Os defensores do ex-vice de Obama também alegam que, como as investigações sobre a Burisma já tinham sido canceladas em 2016, seria inútil uma eventual intervenção favorável de Biden.
Não é bem assim, diz Solomon. O ex- procurador-geral informou que, quando Biden fez sua solicitação, havia dois inquéritos em aberto, sobre evasão de taxas e lavagem de dinheiro, os quais só foram encerrados em 2017.
Levando tudo isso em conta, não seria inadequado presumir que Biden poderia ter forçado o presidente Poroshenko a substituir Shotin por alguém pronto a maneirar com a Burisma, justificando-se assim os polpudos honorários pagos a Hunter.

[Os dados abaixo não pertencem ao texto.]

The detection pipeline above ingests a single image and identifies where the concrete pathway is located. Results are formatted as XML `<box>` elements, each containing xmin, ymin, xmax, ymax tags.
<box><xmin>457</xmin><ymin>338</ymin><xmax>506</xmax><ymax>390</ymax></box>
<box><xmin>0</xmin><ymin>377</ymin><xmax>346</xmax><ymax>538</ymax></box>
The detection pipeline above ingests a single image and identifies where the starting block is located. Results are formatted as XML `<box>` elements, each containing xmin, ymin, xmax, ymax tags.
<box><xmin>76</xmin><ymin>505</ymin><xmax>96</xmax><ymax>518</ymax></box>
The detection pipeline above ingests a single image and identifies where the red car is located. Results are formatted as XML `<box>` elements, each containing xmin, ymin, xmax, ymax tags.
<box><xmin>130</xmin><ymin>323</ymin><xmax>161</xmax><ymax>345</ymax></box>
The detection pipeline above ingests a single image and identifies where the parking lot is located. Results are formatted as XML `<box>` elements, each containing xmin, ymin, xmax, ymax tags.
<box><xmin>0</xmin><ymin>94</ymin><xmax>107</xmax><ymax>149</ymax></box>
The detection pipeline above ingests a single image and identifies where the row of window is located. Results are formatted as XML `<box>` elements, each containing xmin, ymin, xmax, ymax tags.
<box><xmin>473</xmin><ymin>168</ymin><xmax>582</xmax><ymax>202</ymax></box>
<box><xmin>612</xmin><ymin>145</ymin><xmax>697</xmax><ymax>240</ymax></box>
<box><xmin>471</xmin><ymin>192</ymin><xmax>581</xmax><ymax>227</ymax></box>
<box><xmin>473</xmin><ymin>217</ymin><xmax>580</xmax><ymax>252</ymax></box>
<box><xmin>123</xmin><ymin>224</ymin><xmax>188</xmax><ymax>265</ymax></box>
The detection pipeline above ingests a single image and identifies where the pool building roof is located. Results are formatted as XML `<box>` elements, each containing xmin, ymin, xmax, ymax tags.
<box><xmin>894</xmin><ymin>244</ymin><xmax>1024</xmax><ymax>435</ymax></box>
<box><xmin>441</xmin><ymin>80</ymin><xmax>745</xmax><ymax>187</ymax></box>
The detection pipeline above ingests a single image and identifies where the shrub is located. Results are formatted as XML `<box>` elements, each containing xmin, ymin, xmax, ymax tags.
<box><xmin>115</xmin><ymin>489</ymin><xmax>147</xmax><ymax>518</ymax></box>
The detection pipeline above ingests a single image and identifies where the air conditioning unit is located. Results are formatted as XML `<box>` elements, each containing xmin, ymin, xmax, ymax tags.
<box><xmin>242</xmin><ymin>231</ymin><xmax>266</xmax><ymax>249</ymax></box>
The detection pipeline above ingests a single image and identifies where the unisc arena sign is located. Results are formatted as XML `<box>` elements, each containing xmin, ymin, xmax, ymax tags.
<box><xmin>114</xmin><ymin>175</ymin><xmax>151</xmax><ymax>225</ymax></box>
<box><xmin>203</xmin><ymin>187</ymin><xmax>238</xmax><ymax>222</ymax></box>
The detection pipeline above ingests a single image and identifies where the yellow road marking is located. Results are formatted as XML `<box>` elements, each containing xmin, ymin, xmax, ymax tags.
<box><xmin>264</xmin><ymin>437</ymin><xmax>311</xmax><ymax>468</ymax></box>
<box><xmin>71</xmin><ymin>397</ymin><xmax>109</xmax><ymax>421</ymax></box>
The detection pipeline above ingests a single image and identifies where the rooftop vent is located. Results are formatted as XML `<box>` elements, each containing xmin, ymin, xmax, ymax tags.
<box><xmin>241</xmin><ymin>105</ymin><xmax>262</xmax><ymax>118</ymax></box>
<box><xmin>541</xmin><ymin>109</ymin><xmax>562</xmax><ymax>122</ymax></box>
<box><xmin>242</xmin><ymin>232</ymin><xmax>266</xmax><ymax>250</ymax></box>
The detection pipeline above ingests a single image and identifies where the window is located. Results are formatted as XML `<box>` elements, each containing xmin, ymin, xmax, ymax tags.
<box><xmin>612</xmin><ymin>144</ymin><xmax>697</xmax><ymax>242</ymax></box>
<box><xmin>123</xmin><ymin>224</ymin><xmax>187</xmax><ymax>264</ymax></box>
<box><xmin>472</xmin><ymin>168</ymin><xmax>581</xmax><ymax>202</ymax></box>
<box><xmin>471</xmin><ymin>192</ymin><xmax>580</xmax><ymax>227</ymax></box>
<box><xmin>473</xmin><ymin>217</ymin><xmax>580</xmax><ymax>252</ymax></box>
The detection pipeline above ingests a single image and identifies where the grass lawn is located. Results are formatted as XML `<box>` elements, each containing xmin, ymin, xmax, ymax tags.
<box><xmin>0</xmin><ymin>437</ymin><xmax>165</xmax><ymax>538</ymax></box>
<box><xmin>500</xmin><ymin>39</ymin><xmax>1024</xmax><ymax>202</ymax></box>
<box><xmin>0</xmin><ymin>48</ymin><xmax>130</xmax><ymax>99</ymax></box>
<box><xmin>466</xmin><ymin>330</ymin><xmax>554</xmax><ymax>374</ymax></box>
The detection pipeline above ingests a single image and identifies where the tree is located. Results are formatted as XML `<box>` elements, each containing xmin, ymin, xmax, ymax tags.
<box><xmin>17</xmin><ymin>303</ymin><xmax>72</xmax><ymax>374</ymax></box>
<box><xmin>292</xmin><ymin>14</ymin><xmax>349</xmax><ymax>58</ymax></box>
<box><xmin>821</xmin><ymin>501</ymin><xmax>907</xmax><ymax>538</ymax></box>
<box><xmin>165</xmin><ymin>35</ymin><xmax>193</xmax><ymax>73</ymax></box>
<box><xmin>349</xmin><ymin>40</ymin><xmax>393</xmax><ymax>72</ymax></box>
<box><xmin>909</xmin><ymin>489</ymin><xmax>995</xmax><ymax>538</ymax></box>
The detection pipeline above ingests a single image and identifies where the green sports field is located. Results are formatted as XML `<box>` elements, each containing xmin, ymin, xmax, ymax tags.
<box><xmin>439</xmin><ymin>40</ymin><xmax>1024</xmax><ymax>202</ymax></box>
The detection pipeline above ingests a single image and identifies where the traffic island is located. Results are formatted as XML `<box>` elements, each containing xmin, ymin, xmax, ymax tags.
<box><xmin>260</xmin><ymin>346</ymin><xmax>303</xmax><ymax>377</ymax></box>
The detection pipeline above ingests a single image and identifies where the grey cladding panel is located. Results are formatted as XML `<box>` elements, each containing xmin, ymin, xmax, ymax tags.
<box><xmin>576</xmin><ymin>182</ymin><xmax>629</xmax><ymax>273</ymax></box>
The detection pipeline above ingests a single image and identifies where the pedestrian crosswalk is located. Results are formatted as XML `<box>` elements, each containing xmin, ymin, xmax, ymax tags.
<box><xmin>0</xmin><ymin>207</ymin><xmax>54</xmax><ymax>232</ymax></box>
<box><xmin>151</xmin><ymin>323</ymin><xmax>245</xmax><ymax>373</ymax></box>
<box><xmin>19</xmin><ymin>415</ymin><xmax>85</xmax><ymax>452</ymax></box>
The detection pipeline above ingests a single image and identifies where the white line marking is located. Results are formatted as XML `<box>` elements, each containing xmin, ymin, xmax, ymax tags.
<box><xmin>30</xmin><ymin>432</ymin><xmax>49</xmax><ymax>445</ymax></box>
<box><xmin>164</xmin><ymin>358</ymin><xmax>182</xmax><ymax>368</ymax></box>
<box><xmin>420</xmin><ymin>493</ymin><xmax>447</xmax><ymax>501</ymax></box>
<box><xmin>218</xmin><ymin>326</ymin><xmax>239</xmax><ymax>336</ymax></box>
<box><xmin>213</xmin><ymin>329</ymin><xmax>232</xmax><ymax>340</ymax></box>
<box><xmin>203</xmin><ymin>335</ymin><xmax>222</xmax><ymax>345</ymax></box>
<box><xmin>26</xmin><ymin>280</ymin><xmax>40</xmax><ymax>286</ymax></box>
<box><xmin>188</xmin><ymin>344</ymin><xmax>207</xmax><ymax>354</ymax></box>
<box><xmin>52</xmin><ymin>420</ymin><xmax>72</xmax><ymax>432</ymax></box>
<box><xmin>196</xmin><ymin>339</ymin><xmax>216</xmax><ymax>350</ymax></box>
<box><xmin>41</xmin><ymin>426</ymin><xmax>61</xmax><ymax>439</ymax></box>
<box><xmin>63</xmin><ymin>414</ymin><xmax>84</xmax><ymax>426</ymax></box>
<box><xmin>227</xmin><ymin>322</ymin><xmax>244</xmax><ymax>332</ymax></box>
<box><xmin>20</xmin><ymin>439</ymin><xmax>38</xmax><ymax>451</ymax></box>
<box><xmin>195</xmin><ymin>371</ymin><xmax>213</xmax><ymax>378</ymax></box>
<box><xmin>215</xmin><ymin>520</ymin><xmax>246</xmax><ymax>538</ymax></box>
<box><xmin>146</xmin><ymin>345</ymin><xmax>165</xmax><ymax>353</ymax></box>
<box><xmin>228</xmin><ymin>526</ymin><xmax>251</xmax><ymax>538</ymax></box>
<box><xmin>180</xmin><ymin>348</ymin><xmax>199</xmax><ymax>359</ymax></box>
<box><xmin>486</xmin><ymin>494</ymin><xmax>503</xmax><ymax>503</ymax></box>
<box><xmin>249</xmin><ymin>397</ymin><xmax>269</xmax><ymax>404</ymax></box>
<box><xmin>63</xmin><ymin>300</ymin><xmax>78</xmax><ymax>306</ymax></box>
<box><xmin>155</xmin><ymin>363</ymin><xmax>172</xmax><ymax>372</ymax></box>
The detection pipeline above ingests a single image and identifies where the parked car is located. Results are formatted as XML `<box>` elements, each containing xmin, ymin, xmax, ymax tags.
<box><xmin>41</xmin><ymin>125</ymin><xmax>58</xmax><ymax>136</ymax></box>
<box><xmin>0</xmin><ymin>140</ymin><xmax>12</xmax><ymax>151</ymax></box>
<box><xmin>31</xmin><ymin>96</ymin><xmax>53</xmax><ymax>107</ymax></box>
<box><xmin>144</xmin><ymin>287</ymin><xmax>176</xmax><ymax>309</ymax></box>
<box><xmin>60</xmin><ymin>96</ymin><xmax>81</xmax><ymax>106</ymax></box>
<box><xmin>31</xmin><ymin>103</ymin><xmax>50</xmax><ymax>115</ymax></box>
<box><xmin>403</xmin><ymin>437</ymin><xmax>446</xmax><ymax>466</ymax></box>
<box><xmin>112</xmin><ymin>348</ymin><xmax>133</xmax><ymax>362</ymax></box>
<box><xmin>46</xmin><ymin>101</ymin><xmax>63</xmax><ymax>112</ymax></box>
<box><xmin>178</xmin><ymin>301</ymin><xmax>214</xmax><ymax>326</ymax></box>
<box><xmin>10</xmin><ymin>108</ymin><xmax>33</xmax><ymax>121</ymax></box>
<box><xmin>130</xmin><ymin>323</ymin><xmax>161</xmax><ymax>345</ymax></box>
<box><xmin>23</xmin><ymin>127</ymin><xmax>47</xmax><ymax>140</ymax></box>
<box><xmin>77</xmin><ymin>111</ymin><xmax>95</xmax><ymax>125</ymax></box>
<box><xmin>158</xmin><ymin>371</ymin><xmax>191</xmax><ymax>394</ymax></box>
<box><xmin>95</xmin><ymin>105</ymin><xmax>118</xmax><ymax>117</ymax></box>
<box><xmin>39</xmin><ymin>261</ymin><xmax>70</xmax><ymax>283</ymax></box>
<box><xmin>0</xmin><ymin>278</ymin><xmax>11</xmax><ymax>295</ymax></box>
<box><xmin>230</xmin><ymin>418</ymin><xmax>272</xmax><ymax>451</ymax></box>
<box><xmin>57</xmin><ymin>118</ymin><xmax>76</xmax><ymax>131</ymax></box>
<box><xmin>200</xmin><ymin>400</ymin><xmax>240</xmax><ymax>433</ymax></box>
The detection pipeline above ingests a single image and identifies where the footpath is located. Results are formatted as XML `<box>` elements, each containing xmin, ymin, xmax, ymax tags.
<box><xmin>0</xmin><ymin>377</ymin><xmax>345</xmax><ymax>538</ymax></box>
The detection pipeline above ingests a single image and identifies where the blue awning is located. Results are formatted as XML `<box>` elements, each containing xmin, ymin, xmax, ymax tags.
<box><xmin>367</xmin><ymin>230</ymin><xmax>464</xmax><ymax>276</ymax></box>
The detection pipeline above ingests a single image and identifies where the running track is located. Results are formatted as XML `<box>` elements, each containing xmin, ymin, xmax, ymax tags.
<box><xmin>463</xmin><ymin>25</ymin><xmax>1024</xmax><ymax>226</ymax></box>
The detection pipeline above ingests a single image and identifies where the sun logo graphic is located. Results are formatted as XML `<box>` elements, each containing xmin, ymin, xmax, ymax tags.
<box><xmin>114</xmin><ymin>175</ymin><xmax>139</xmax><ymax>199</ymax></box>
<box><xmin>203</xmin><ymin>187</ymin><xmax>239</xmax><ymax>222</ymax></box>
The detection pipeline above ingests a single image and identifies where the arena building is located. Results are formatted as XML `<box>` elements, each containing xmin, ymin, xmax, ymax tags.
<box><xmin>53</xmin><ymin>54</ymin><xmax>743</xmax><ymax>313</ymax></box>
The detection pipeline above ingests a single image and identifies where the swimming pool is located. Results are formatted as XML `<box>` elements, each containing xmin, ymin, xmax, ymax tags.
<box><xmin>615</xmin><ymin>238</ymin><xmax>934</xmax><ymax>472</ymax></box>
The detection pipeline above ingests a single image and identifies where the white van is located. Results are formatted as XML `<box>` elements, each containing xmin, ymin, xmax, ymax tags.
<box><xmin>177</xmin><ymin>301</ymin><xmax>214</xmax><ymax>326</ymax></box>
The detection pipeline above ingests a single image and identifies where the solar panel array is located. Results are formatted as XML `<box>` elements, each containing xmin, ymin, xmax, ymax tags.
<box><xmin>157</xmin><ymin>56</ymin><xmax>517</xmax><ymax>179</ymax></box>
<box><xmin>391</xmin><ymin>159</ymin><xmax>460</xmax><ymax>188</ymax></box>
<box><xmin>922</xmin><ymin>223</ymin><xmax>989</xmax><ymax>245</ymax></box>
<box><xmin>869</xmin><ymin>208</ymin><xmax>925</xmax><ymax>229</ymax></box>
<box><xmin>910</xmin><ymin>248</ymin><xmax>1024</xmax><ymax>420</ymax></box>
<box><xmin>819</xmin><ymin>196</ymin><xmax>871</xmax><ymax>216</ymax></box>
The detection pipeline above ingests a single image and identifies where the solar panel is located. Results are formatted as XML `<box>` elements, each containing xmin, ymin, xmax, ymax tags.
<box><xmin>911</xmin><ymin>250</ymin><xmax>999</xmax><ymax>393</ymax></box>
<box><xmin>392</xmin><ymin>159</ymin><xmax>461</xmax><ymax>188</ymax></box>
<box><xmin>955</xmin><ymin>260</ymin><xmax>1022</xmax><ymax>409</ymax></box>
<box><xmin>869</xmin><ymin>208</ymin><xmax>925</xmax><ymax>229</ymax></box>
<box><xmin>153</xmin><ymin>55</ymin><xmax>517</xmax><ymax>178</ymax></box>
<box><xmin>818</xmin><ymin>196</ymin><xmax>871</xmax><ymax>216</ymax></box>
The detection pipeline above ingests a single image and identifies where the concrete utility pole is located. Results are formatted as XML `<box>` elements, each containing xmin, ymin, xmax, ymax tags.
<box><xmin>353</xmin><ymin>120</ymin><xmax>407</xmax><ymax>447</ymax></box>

Evidentemente todos estes fatos não são conclusivos. Baseiam-se em informações e depoimentos que precisam ser devidamente checados. Faltam evidências. Mesmo assim, o pré-candidato a presidente pelo Partido Democrático tem obrigação de rebater os indícios levantados por Solomon.
No seu artigo, o jornalista investigativo apresenta outros indícios contra a posição de Joe Biden. Mas aquelas aqui focalizadas devem ser mais relevantes. O repórter termina suas revelações com duas perguntas, para ele, fundamentais.
Não
seria impróprio eticamente, ou mesmo ilegal, que Biden interviesse para
despedir o procurador que estava processando o caso da Burisma, considerando os
interesses do seu filho?
Teria Biden dado à opinião pública honesta narração do que aconteceu?
Por enquanto, Biden não respondeu. The Donald tem preferido optar por xingamentos e
declarações tolas na sua tentativa de destruir seu contendor. Provavelmente o
ex-vice não se preocupa em contestar as críticas de Solomon, porque elas ainda
não devem ter chegado a um número razoável de eleitores.
Quanto a Trump,penso que deve estar incerto entre continuar concentrando seus
tiros em Biden ou mudar de alvo. Afinal Elizabeth Warren disparou na corrida e
já empatou com o ex companheiro de Barack Obama. Na seis últimas pesquisas de
diferentes empresas da área, apresentadas pela Real Clear Politics, a pré-candidata
progressista vence em quatro. Breve haverá a primeira pré-eleição do Partido
Democrático, em Iowa. Se Warren derrotar seu adversário, ninguém mais a segura.
Acho que em todos os comentários sobre o lance de Biden na Ucrânia, não se
falou sobre um aspecto até que grave: a violação da soberania da Ucrânia pela
intervenção de um representante do governo de Washington. Entendo que os EUA se
preocupem com a saúde econômica da sua aliada Ucrânia. Por fazer fronteira com
a Rússia, esse país é um precioso trunfo para a política internacional de
Washington. Condicionar financiamentos a ações contra a corrupção instalada
largamente no país, seria perfeitamente legítimo.
Mas exigir demissões de autoridades estrangeiras e até sua substituição por
gente amiga, passa da conta, é violação clara da soberania ucraniana.
Por sinal, tratava-se de um procedimento comum no mundo comunista, via União
Soviéticas, veementemente condenado pelo Ocidente, sob a liderança dos EUA, na
guerra fria.
Não se trata de um precedente dos mais respeitáveis.